I am the. Worst. Mom. Ever.
Unfit, even. Seriously.
Okay, I might be slightly exaggerating, but I do know that I earned a big fat ‘F’ in being a parent today. But the worst part of it all? My kid was not shocked nor worried. What are the chances it is because my kid is a laid back, non worry-wart kind of kid and NOT just used to his mom rating a ‘F’ in parenting on a daily basis? Yeah, I didn’t think so either.
In my defense, the past few weeks have been insane (hence the radio silence on this blog). Extended family issues and commitments required us to travel to Chicago for a week. More specifically, two days in a car, four days in Chicago and then two more days in the car coming home. As much as I hate leaving my family in Chicago, it would have been an understatement to say that we were happy to be back in Denver. Ben was excited to go back to school. Does that give you an indication of how happy we were? Precisely.
This morning was the usual ritual – breakfast, dressed, teeth brushed, hair combed and as he was walking out the door – I wished him a great day and said I would see him after school. I was off to start my day.
Flash forward to approximately 1:45 pm when in the reflection of my computer monitor I see Carol (Chloe’s karate sherpa-extrodinaire and all-around amazing person) pull up in front of my house. As I turned around, I then saw my son bound out of her car which immediately made expletive laced questions race through my mind.

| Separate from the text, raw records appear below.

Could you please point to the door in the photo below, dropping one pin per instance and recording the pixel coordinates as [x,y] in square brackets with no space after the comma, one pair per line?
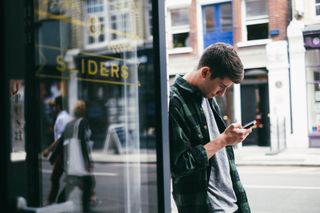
[217,23]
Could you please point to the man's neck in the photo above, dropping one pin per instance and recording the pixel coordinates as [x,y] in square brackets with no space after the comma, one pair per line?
[192,78]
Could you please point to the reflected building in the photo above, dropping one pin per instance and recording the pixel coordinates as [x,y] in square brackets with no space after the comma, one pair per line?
[103,52]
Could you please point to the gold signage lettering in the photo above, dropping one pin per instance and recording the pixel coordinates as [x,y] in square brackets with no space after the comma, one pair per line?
[95,67]
[124,71]
[103,70]
[61,66]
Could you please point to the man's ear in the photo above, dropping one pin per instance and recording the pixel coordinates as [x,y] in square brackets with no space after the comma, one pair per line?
[205,71]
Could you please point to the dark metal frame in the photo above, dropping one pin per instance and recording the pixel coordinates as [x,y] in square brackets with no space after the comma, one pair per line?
[32,177]
[163,161]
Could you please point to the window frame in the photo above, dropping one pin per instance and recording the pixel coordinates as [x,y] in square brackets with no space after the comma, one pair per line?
[101,14]
[177,30]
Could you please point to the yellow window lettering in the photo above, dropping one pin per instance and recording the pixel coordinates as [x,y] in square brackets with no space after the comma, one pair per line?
[124,71]
[103,70]
[114,70]
[83,66]
[61,66]
[92,67]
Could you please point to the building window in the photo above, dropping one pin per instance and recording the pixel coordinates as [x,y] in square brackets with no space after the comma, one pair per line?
[148,20]
[96,22]
[180,27]
[256,19]
[120,19]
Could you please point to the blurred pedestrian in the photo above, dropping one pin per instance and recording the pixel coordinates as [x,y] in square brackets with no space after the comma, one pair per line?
[78,165]
[56,158]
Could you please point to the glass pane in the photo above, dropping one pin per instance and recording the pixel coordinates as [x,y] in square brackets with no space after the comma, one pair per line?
[98,101]
[180,40]
[256,8]
[226,17]
[318,10]
[179,17]
[313,91]
[257,31]
[209,19]
[17,99]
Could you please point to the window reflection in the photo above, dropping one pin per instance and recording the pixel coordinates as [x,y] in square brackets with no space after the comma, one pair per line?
[100,52]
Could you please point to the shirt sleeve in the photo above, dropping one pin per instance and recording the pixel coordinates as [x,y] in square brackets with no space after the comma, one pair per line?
[185,158]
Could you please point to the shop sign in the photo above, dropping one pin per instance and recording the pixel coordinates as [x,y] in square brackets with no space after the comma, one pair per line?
[312,39]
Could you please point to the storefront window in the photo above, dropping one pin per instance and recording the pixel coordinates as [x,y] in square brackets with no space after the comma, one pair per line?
[313,96]
[94,61]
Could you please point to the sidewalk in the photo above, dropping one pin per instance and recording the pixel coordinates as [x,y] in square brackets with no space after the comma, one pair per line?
[261,156]
[244,156]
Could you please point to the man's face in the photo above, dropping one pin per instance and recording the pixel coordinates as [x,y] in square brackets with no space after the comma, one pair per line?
[215,87]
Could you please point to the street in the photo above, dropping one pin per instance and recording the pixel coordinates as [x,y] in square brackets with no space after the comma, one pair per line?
[280,189]
[113,193]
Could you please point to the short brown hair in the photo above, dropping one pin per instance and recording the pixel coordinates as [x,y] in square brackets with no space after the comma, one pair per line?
[223,61]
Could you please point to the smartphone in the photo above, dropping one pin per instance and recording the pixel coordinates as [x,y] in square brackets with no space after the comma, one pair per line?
[250,124]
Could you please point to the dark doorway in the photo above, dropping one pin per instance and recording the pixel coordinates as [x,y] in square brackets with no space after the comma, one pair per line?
[255,106]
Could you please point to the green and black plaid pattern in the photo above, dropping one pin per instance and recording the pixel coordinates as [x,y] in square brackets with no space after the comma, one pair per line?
[190,166]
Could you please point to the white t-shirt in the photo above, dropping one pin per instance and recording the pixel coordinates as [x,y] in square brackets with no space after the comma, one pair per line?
[62,119]
[220,190]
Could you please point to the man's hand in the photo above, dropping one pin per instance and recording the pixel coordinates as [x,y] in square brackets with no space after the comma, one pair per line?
[45,152]
[232,135]
[235,134]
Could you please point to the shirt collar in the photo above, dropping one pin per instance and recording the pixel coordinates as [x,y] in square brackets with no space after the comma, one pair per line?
[186,86]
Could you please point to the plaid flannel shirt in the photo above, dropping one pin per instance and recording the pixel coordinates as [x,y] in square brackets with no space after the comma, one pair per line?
[190,166]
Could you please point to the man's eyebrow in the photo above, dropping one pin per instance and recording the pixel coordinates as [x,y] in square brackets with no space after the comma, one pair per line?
[223,85]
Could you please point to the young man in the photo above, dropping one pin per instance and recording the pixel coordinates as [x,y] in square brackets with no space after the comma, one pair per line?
[203,170]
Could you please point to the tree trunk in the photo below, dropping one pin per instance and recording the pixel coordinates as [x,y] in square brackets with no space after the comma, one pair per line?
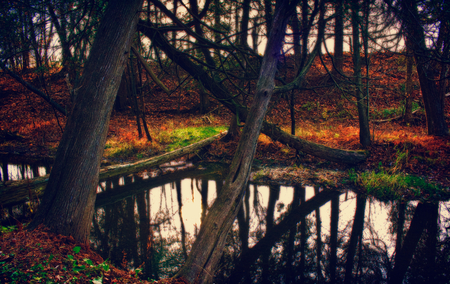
[339,37]
[208,247]
[68,202]
[334,227]
[357,230]
[361,100]
[433,99]
[408,84]
[271,130]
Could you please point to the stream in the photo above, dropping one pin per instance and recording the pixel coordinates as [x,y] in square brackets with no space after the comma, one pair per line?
[283,234]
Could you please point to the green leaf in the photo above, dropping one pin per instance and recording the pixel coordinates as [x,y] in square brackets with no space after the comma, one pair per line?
[88,261]
[79,268]
[76,249]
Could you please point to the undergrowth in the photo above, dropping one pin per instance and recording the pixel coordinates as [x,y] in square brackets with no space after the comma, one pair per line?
[387,186]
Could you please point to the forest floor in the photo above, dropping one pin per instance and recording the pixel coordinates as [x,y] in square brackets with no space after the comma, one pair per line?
[30,127]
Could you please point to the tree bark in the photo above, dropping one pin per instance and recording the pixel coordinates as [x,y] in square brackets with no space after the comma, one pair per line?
[271,130]
[339,37]
[68,202]
[19,192]
[361,100]
[357,230]
[433,99]
[208,247]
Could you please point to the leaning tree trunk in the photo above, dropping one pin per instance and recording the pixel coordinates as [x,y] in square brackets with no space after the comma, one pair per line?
[433,99]
[68,202]
[361,100]
[208,247]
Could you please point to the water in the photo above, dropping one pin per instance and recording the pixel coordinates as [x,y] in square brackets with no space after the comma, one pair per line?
[282,234]
[154,228]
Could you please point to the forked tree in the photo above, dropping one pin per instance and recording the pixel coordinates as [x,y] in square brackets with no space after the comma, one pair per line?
[68,203]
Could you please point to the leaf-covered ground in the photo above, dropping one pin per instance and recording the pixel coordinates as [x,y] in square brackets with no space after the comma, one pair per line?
[30,127]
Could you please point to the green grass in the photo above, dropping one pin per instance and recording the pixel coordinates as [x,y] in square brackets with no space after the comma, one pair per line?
[182,137]
[385,186]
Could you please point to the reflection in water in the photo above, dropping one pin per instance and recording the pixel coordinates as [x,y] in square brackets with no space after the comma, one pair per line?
[281,234]
[19,171]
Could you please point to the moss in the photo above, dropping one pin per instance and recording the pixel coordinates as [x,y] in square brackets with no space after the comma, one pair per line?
[385,186]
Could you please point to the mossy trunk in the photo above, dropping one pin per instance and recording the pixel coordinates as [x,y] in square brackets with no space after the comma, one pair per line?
[68,202]
[208,247]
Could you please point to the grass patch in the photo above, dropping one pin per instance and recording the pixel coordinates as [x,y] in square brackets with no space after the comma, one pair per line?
[182,137]
[386,187]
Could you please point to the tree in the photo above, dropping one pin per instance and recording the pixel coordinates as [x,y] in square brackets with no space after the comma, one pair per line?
[68,203]
[361,99]
[207,249]
[428,58]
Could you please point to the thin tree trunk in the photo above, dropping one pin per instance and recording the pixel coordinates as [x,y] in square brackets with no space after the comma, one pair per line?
[339,37]
[364,131]
[208,247]
[357,230]
[334,222]
[433,99]
[408,86]
[68,202]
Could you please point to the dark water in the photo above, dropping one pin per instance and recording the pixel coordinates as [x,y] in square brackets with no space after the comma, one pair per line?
[282,234]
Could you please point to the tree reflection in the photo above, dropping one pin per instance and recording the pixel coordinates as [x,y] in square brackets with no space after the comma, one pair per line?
[274,240]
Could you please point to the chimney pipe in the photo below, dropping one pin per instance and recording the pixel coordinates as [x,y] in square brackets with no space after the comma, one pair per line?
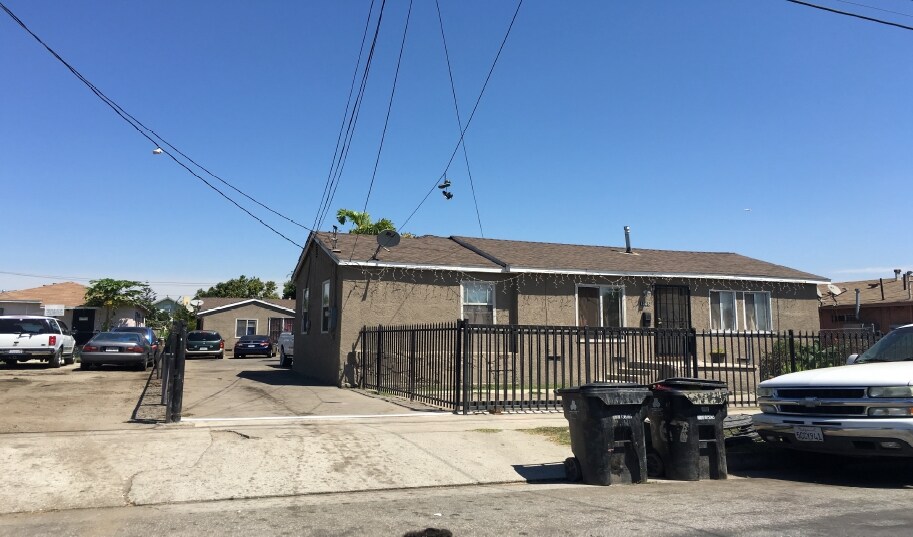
[857,304]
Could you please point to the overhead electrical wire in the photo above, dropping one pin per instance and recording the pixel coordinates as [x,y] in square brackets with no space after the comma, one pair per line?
[383,135]
[353,119]
[471,115]
[158,141]
[850,14]
[456,108]
[342,124]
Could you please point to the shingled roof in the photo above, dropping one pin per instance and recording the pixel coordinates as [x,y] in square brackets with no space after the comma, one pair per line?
[495,255]
[869,293]
[70,294]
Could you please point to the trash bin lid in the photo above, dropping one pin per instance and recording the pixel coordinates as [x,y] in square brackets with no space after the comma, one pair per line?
[685,383]
[612,393]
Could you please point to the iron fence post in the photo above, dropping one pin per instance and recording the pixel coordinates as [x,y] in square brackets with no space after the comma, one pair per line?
[792,351]
[467,365]
[412,365]
[692,350]
[177,395]
[458,366]
[380,356]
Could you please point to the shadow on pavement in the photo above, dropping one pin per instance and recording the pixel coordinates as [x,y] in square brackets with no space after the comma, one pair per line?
[548,472]
[279,377]
[785,465]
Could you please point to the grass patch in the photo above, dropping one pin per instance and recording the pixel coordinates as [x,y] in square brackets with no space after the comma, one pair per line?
[558,435]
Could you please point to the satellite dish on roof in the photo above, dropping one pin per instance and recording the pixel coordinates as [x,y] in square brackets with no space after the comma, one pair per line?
[834,289]
[387,238]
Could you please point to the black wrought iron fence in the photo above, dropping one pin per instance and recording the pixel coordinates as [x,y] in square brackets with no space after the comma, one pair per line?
[467,367]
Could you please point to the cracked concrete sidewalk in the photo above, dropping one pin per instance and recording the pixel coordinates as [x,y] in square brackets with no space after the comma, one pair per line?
[230,460]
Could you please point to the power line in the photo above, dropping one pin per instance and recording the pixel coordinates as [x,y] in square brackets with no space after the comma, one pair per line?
[875,8]
[471,115]
[353,118]
[849,14]
[142,129]
[342,124]
[383,135]
[84,279]
[456,108]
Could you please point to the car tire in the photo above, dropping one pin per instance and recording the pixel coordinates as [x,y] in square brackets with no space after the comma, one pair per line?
[57,359]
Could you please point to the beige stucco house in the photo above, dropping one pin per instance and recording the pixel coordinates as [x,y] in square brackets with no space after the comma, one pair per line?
[346,282]
[236,317]
[65,302]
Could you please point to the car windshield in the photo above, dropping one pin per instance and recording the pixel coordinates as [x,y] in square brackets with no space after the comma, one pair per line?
[203,336]
[118,337]
[897,346]
[24,326]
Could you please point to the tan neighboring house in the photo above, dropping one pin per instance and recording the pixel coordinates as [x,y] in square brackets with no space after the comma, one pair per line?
[65,301]
[345,282]
[884,304]
[236,317]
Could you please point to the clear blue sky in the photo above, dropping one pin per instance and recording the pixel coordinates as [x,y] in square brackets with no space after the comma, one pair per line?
[670,117]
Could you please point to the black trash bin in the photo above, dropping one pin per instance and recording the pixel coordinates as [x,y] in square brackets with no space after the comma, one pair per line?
[686,428]
[607,433]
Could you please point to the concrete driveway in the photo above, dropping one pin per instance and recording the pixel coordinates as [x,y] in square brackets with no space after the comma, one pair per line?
[257,388]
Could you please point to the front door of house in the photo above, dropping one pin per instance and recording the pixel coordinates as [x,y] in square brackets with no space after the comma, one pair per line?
[83,325]
[673,311]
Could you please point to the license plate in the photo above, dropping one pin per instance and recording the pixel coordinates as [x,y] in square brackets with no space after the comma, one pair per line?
[809,434]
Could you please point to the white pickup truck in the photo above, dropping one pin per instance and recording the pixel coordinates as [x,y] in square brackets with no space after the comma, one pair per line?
[286,348]
[30,337]
[865,408]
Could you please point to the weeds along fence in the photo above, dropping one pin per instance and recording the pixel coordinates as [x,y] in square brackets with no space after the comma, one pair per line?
[467,367]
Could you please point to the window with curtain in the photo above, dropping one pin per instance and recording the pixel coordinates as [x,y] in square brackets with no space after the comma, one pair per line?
[479,302]
[600,306]
[757,312]
[722,310]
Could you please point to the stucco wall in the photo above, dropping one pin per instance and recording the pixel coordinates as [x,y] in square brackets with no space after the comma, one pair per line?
[395,297]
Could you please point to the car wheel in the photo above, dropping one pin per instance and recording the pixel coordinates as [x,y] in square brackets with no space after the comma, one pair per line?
[57,359]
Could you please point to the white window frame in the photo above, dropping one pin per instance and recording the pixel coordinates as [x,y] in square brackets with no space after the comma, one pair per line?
[769,311]
[305,309]
[735,309]
[256,326]
[494,299]
[621,304]
[325,307]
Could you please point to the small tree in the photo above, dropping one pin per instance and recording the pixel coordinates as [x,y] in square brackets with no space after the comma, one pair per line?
[241,287]
[112,294]
[362,224]
[289,289]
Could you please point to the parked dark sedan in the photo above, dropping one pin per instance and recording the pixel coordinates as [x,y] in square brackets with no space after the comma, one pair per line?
[260,345]
[122,348]
[204,343]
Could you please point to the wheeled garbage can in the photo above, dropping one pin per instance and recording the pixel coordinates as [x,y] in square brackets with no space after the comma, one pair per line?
[686,428]
[607,432]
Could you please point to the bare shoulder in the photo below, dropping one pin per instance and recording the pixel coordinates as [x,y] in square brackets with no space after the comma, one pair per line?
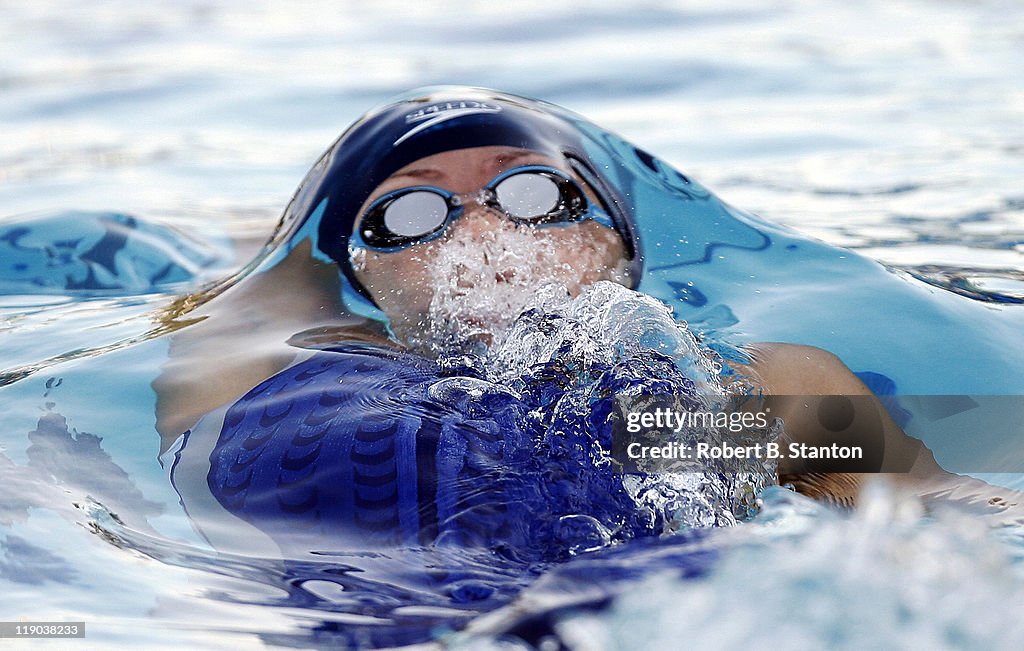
[799,370]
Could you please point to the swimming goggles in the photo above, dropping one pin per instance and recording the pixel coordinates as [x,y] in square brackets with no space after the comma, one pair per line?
[529,194]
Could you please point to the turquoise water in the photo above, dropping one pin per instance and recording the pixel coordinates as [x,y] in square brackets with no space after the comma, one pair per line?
[893,130]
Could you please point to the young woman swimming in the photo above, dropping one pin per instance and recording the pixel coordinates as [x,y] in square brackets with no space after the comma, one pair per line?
[425,229]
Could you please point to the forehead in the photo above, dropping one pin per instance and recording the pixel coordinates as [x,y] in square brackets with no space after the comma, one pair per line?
[465,170]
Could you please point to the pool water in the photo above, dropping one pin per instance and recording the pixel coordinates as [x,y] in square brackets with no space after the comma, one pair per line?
[892,130]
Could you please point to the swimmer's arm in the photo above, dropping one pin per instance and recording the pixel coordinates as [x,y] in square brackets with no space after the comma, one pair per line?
[805,371]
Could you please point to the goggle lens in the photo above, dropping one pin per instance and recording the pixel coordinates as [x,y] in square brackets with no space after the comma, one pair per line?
[528,197]
[416,214]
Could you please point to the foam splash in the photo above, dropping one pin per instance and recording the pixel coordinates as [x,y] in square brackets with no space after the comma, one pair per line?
[606,344]
[483,279]
[883,577]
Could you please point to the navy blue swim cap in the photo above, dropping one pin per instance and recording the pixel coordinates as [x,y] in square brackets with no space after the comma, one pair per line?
[428,122]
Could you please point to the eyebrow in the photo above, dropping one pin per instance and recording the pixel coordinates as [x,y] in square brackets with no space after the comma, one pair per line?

As my feeble, travel-weary brain tried to comprehend WHY my child is home HOURS early, I heard my son call out (good-naturedly):
“Mommy, did you forget about my early release today?”
The realization that I had forgotten my son’s early release from school, (and ultimately forgetting my son) made my neck give up its fight to maintain my head in an upright position, and made my mind scream f-bombs like it was the only word I knew. I then had visions of my son sitting outside of the school, sobbing to a random teacher, “Boo hoo hoooooo! My mom forgot meeeeeee!”
Come to find out, that is not what happened at all. It was calm and funny situation and when I didn’t answer my phone, the school called my husband, who called Carol after he was unable to reach me. (Sidebar – I should totally be banned from using the vibrate option on my phone. I am betting there are a few of my family members that are willing to start and sign that petition, too.) And that is how I got a big, fat ‘F’ in parenting for the day, again.
Also, after my subsequent I-am-a-horrible-parent binge on Easter candy, I confessed my sin to my little sister who, quite callously (if I do say so myself), laughed maniacally. When I inquired as to what was so damn funny, she uttered this:
“It is so awesome when a good mom goes bad.”
She thought it was precious that I, who she (misguidedly) believes that as a parent I sometimes have my shit together, fell on my face. Nothing like family members jumping right into your nightmare with you. Come on in, the water is fiiiiiiiiine…
She then reminded me that I probably just earned my I-forgot-my-child-which-will-give-him-hours-of-fodder-for-his-therapy-sessions-when-he-is-an-adult merit badge. I informed her that after two days of traveling with children, I didn’t feel it was unreasonable to demand that the school kept my child until 3:30 pm, dammit!
I was wrong. Comma, again. *sigh*
Today’s black belt characteristic absolutely has to be modesty. For the sheer fact that no matter how awesome and organized you try to be in parenting, you must always remember that you are not (and most importantly – cannot) be perfect, all the time. And when you have failed miserably, you can fall back on the knowledge that no one is perfect. And that no matter how hard you try not to mess up your kids, there will always be hours of therapy sessions logged because of something you did. Okay, that may be more like resignation than modesty, but who’s counting?